Un ex ufficiale della NIA, Arvind Digvijay Negi, ha trasmesso documenti riservati a un lavoratore di terra di LeT per motivi monetari e ha chiesto una gratificazione illegale per compromettere le indagini, l'agenzia di indagine centrale ha presentato questo nel suo foglio di accusa nel caso di reclutamento di LeT.< /p>

Ha anche affermato che l'attivista per i diritti umani del Kashmir Khurram Parvez, tra gli altri, “ha raccolto informazioni su installazioni vitali, dispiegamento e movimento delle forze di sicurezza, ha procurato documenti segreti ufficiali e li ha trasmessi ai loro gestori LeT attraverso un canale di comunicazione crittografato a titolo oneroso” .

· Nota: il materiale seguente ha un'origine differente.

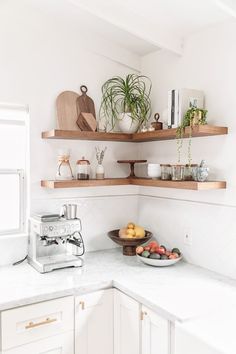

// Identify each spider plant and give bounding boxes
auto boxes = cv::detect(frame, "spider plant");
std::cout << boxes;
[100,74,152,130]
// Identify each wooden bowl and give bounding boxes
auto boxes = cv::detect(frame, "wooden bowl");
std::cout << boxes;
[108,230,152,256]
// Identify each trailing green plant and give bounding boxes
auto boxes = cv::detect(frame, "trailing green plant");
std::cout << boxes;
[99,74,152,130]
[176,107,208,166]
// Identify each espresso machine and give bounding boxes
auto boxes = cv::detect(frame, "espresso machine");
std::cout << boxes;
[28,204,85,273]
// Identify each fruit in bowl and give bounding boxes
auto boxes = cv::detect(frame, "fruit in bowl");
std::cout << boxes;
[136,241,182,266]
[119,222,145,239]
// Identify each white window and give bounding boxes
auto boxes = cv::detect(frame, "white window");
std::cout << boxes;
[0,104,28,236]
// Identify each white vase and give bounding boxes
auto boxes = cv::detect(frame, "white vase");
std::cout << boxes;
[96,164,105,179]
[118,113,140,134]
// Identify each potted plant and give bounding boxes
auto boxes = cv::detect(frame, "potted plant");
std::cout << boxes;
[176,107,208,166]
[100,74,152,133]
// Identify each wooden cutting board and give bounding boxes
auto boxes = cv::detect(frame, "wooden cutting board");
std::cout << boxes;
[56,91,81,130]
[77,85,97,131]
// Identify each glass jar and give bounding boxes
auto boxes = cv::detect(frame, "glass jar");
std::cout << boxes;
[184,164,198,181]
[171,165,185,181]
[56,150,73,180]
[161,164,171,181]
[76,156,90,179]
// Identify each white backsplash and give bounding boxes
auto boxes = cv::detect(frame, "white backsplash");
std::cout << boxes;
[139,196,236,279]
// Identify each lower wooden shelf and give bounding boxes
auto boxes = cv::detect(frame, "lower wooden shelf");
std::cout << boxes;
[41,177,226,190]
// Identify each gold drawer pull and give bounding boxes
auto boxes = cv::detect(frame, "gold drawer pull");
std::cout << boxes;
[25,318,57,329]
[79,301,85,310]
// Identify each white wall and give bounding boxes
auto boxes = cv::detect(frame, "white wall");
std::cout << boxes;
[139,22,236,278]
[0,0,138,264]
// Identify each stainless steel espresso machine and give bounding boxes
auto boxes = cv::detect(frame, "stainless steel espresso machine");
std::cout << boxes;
[28,204,84,273]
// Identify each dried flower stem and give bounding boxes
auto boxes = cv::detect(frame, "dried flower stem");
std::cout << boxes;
[95,146,107,165]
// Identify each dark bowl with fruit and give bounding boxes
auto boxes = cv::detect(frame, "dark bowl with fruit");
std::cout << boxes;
[136,241,182,267]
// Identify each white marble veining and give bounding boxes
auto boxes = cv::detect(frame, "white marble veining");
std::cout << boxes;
[0,249,236,321]
[176,304,236,354]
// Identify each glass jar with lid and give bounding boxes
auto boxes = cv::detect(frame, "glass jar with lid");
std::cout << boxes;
[161,164,171,181]
[184,164,198,181]
[56,149,73,180]
[76,156,90,179]
[171,165,184,181]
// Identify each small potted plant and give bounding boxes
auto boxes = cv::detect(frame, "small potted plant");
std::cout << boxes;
[100,74,152,133]
[176,107,208,166]
[95,146,107,179]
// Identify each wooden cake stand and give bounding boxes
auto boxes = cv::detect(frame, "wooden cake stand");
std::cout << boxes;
[117,160,147,178]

L'agenzia venerdì ha presentato una denuncia contro Negi, Parvez e altri quattro in un tribunale speciale di Delhi. Pervez è stato ammonito ai sensi di varie sezioni della Legge sulla prevenzione delle attività illegali (UAPA), mentre Negi non è stato accusato ai sensi di questa legge antiterrorismo. L'ex agente è stato ammonito ai sensi del Prevention of Corruption Act (PCA), dell'Official Secrets Act e del codice penale indiano.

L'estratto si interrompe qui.